Why Wisdom Teeth Are So Susceptible To Infection

Located in the rear of the mouth, our wisdom teeth generally make an appearance between the ages of 17 and 25, reports the Cleveland Clinic. Also referred to as our third molars, wisdom teeth once aided early humans in breaking down chewy meats and raw vegetables. 

As is the case with any of our other pearly whites, our wisdom teeth are also susceptible to oral health issues, including cavities or dental decay (via Healthline). However, wisdom teeth, in particular, can be especially prone to infection. Swollen lymph nodes, gum inflammation, pain, swelling, fever, and bad breath are among some of the many different symptoms that can indicate a wisdom tooth infection, according to Best Dental Family & Orthodontics. Even if you're someone who regularly brushes, flosses, and always shows up to your scheduled dental cleanings, our third molars face some unique challenges that our other teeth generally do not when it comes to infection risk. 
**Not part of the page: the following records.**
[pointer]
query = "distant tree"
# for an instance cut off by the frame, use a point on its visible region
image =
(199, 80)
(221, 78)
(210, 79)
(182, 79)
Impacted wisdom teeth are more prone to infection

As previously mentioned, while once essential to human survival, our jaws have downsized over time and the need for wisdom teeth has progressively become obsolete (via Best Dental Family & Orthodontics). With smaller jaw sizes, many people nowadays experience overcrowding of teeth. With our third molars being among the last to arrive to the party in early adulthood, there's not always enough room left over for them to grow in. This can lead to impaction, in which the tooth is stuck underneath our gums, unable to break through. Impaction is not uncommon, however. As per the American Association of Oral and Maxillofacial Surgeons, 90% of people in the U.S. have one or more impacted wisdom teeth.

For impacted wisdom teeth that do manage to work their way above the gum line, they often grow horizontally, at an angle, or with a portion of the gums still covering them, explains Best Dental Family and Orthodontics. This makes our wisdom teeth more difficult to get at with floss or a toothbrush. As a result, food particles, bacteria, and plaque can easily accumulate underneath the partial gum covering or in the cramped spaces between teeth if your third molars collide with a neighboring tooth. Thus, increasing the risk of infection. 

Treatment methods for a wisdom tooth infection

Treatment methods for a wisdom tooth infection can vary, and some are more invasive than others. First, an in-depth cleaning of the area may be done to rid the tooth of all contaminants, explains Best Dental Family & Orthodontics. Regular use of antiseptic mouthwash may also be recommended to the patient. In some cases, however, prescription antibiotics may be warranted, such as penicillin, amoxicillin, or clindamycin, amongst others. Over-the-counter (OTC) pain-relief medications may also be used to treat discomfort from the infection.

In other cases, some degree of mild repair may be necessary to treat the infection in the form of a crown, filling, or sanding down of the tooth to create more space between the teeth and help dislodge bacteria or food particles (per Healthline). However, many people undergo wisdom teeth removal surgery altogether, such as in the event of an impacted wisdom tooth infection. However, an infection is still possible in the aftermath of the surgery for as many as two months following the procedure. Therefore, it's important to be in contact with your dentist regarding any signs pointing to possible infection.